AgentSkillsCN

writing-how-openclaw-works

在撰写新的《OpenClaw工作原理》博客文章时使用。当用户提及“openclaw”、“OpenClaw如何工作”、“新工程文章”、“写一篇关于OpenClaw的文章”,或在研究OpenClaw代码库中的相关模式时触发。

SKILL.md
--- frontmatter
name: writing-how-openclaw-works
description: Use when writing a new "How OpenClaw Works" blog post. Triggers on "openclaw", "how openclaw works", "new engineering post", "write a post about openclaw", or studying patterns from the OpenClaw codebase.
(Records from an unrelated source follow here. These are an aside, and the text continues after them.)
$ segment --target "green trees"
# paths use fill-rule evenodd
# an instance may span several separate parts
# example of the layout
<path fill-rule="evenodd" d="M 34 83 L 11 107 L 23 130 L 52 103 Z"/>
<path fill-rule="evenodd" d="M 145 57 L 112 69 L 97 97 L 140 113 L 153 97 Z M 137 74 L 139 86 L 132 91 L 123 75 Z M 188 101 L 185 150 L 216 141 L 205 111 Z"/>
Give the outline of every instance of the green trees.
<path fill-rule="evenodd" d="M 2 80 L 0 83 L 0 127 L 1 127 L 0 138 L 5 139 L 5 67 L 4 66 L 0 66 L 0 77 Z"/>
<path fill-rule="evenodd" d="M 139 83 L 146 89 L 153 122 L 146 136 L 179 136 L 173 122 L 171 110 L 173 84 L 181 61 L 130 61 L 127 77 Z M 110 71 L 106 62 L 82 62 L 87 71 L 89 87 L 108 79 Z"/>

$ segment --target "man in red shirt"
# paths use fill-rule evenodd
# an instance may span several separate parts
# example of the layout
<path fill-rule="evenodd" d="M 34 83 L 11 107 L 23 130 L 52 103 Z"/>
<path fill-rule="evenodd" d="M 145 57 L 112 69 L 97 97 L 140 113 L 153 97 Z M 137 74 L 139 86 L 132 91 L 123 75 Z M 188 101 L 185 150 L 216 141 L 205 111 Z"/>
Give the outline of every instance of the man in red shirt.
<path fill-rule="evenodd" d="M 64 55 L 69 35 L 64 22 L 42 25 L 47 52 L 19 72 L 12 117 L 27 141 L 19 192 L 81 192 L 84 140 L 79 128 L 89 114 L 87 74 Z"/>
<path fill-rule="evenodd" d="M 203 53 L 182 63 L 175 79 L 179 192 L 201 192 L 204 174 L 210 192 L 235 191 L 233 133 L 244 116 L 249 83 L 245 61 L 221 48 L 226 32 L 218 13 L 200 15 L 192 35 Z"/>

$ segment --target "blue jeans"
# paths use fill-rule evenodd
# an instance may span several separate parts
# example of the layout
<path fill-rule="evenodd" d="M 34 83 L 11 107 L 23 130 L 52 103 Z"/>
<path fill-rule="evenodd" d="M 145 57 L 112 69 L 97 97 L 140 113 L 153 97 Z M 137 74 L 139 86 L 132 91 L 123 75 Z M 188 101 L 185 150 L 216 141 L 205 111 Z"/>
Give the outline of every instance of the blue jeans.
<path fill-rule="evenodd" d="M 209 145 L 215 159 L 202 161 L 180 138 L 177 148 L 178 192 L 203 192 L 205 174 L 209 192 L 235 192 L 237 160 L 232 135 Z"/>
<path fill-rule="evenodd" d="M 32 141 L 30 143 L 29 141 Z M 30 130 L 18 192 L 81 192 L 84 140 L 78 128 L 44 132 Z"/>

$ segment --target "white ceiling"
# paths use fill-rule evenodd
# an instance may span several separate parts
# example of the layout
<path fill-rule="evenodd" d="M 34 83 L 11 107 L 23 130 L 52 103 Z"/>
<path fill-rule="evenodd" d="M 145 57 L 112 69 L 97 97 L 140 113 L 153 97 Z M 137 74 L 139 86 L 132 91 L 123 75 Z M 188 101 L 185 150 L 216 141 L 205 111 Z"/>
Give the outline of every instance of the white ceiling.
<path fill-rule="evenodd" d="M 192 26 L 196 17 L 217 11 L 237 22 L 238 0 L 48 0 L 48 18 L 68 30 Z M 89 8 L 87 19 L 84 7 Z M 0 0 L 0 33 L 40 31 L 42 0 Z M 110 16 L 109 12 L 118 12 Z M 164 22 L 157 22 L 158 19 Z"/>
Writing "How OpenClaw Works" Posts

A series studying patterns from the OpenClaw codebase. Each post picks one source file and explains the design behind it.

File Setup

  • Location: website/content/blog/
  • Filename: how-openclaw-works-TOPIC.mdx (kebab-case)
  • Frontmatter:
yaml
---
title: "How OpenClaw Works #N — Topic Name"
date: "YYYY-MM-DD"
description: "How OpenClaw does X to achieve Y."
featured: false
category: "Engineering"
---

The description should mirror the post's thesis — what the reader will understand after reading.

Post Structure

  1. Series intro — One sentence linking the series and project.
  2. Source — Permalink to the specific file (with commit hash).
  3. Key dependencies — Bullet list. Each: linked name + why it's chosen over alternatives.
  4. The Problem — 2-3 sentences. What breaks without this solution.
  5. Pipeline/Overview — ASCII text diagram of the full flow.
  6. Walkthrough sections — One ## per stage. Pattern: heading → code block → 1-2 paragraph explanation.
  7. Takeaways — Numbered list. **Bold principle** — one-line explanation.
  8. Teaser — One sentence previewing the next post in the series.

Templates

Opening:

markdown
Post #N in **How OpenClaw Works** — a series studying patterns from the [OpenClaw](https://github.com/openclaw/openclaw) codebase, an open-source personal AI assistant.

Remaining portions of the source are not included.